This thought came to me in the context of thinking about the Church of England, my own denomination (the Assemblies of God), and women in ministry. It can also be useful for pastoring a church long-term, and a lot of other things as well, I suppose.
This past week the Church of England made the choice to allow ordination of women bishops. This was a huge step and I think a good one.
Belonging to the Assemblies of God, we take a lot of grief for being “fundamentalist” or “narrow” or what have you, but what gets lost in the shuffle is the Assemblies of God stance on ordination of women. We actually ordain women into ministry. Weird, huh?
It’s not perfect. I’m IN the AOG and I know it’s not perfect. But, of course, those not in the AOG couldn’t help but make sure I didn’t feel too smug about our position on the ordination of women, citing the lack of female leadership in our districts. It’s a problem I know all too well.
I’ve been in the AOG all my life and have been ordained over 20 years as an AOG minister. It is my choice. When I was younger I imagine I could have made a leap to another denomination or fellowship, but chose instead to stay with the AOG and work on this little thing with women in ministry.
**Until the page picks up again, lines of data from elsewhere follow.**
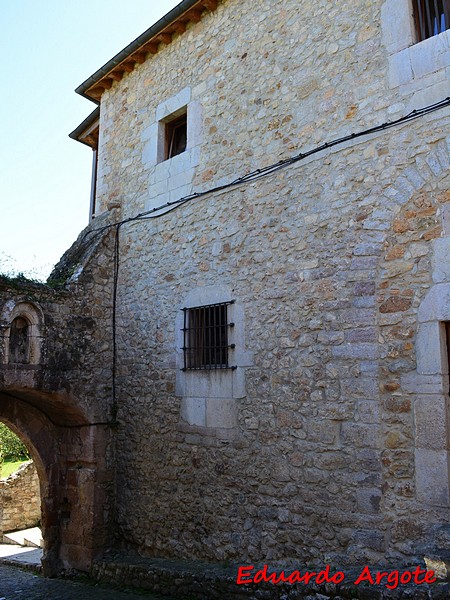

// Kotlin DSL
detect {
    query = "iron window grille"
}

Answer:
[413,0,450,42]
[182,300,236,371]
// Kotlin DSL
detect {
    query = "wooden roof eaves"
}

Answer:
[75,0,218,104]
[69,106,100,148]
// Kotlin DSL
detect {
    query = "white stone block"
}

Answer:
[417,283,450,323]
[187,101,203,149]
[416,321,447,375]
[432,237,450,283]
[414,448,450,507]
[414,395,448,450]
[400,371,444,394]
[389,48,413,87]
[181,397,206,427]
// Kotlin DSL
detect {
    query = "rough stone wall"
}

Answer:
[87,0,450,562]
[0,461,41,533]
[0,219,115,575]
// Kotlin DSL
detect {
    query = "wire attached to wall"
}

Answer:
[84,97,450,414]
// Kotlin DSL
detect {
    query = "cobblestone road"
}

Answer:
[0,564,175,600]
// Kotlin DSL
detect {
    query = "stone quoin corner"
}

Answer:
[0,0,450,598]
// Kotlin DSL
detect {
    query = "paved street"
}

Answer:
[0,564,174,600]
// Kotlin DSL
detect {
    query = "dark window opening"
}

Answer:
[413,0,450,42]
[165,113,187,160]
[183,301,235,370]
[444,321,450,394]
[9,317,30,364]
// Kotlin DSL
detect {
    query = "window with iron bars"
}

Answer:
[413,0,450,42]
[182,300,236,371]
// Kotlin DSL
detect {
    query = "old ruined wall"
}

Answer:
[0,220,115,575]
[89,0,450,562]
[0,461,41,533]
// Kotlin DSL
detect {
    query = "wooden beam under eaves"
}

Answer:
[158,33,172,44]
[84,0,218,101]
[141,42,158,54]
[131,52,147,65]
[202,0,217,10]
[186,10,202,23]
[172,21,186,33]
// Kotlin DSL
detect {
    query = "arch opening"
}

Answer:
[0,421,42,547]
[0,389,114,576]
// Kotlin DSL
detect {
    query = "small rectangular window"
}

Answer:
[413,0,450,42]
[444,321,450,394]
[183,300,235,370]
[165,112,187,160]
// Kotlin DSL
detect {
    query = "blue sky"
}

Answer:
[0,0,179,279]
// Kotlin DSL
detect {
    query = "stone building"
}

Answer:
[0,0,450,572]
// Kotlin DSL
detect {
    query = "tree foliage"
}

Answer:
[0,423,30,462]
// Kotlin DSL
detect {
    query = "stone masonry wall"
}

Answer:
[0,461,41,533]
[87,0,450,563]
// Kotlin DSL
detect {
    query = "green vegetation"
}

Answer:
[0,460,26,479]
[0,423,30,462]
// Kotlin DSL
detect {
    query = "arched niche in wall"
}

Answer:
[1,301,44,365]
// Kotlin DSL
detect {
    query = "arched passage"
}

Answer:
[0,387,113,576]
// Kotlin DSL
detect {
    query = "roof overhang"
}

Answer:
[74,0,218,102]
[69,107,100,150]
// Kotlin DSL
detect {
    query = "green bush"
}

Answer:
[0,423,30,462]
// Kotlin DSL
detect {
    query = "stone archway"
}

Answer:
[0,390,113,576]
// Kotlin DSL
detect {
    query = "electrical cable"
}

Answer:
[64,97,450,422]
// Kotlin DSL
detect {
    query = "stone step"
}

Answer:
[3,527,44,548]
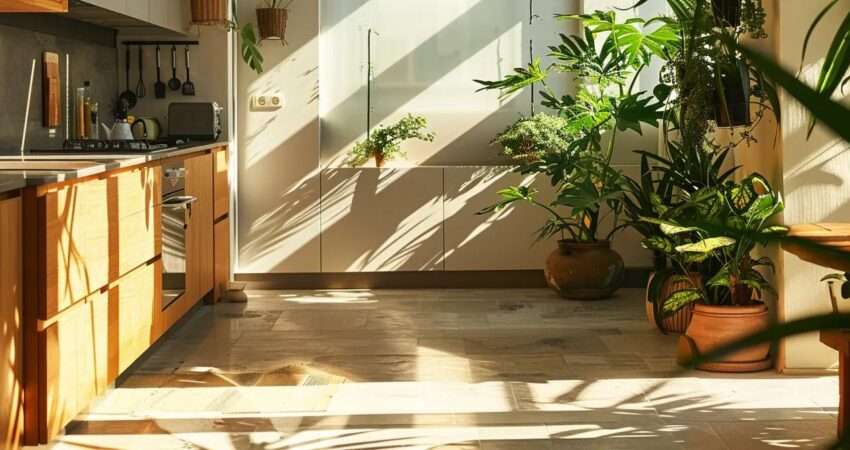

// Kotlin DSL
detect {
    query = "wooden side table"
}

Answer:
[782,223,850,436]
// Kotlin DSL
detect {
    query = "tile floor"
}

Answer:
[44,290,838,450]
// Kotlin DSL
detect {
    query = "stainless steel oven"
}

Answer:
[162,161,198,309]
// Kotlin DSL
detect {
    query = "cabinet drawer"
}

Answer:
[42,260,162,442]
[40,168,161,319]
[213,147,230,219]
[41,292,108,442]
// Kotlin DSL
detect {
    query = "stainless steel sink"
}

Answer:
[0,160,100,171]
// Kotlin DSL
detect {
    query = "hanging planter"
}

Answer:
[257,0,294,43]
[711,0,741,27]
[191,0,228,25]
[257,8,289,41]
[714,60,752,128]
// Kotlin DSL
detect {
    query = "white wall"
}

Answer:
[777,0,850,370]
[236,0,663,273]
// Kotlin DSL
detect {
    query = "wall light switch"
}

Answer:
[251,94,283,111]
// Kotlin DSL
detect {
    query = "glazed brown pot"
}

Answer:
[677,303,773,373]
[646,272,702,334]
[545,240,625,300]
[257,8,289,40]
[191,0,228,25]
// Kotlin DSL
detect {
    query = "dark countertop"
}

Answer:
[0,141,229,193]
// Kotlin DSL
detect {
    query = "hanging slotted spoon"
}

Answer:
[183,45,195,95]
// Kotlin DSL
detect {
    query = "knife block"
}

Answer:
[41,52,62,128]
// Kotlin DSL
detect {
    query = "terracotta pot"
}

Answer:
[646,272,702,334]
[257,8,289,40]
[191,0,229,25]
[545,240,625,300]
[677,303,773,372]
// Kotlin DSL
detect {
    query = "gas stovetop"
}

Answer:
[30,139,181,154]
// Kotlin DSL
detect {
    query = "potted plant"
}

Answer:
[476,12,677,299]
[493,113,573,163]
[257,0,294,42]
[644,174,788,372]
[349,114,435,168]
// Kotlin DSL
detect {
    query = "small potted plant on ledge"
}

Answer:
[349,114,435,168]
[644,174,788,372]
[493,113,574,163]
[257,0,294,42]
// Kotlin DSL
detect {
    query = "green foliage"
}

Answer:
[476,11,678,242]
[349,114,435,166]
[493,113,574,160]
[643,174,787,304]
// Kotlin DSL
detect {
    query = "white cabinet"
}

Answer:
[321,167,443,272]
[124,1,152,22]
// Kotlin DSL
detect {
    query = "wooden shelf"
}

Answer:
[782,223,850,272]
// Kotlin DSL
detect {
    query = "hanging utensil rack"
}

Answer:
[121,41,200,47]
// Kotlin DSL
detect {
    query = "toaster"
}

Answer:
[168,102,223,141]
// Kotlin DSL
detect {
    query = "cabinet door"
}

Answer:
[213,217,230,301]
[0,198,24,449]
[213,147,230,220]
[186,154,215,303]
[0,0,68,13]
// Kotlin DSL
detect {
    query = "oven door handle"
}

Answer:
[162,195,198,211]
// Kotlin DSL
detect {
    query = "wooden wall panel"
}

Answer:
[0,197,24,449]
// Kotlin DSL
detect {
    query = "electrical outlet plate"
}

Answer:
[251,94,283,111]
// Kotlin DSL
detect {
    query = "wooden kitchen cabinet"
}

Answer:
[39,260,162,442]
[0,197,24,449]
[39,167,161,320]
[0,0,68,13]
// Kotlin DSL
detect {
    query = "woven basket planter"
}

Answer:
[257,8,289,41]
[646,273,702,334]
[192,0,228,25]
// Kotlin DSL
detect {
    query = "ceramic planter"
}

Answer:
[646,272,702,334]
[677,303,773,373]
[257,8,289,40]
[191,0,229,25]
[545,240,625,300]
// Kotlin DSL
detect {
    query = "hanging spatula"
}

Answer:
[153,45,165,98]
[183,45,195,95]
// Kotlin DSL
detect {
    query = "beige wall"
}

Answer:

Here is what I know about me and my effectiveness: it means nothing. I will NOT be able to effect change in any leadership position within the Assemblies of God.
But here is where I came up with this thought this morning: “You can make the leap, or you can make the change.”
I could have chosen to make the leap. I could have left the AOG over women in ministry (the lack of higher levels of leadership being filled by women) or race or some other issue. Younger guys do it all the time. They are the one who then tend to smack me down when I try to point out how the AOG actually does something right. They made the leap to something else.
When you make the leap to something else, it could be the right thing to do. But realize this: If you make the leap and land in place where your issue is more to your liking (say they have women in district leadership) realize you did nothing to effect that change. You just joined something late and felt good about it.
I am not trying to sound cavalier in this, but I choose to stay in my denomination because I have decided NOT to make a leap, but make a change.
Didn’t I just say my being in the AOG effects nothing? Yes. Yes, I did. I cannot get one woman elected to district leadership. Not. One. I can’t appoint the next district youth director, who should be a woman.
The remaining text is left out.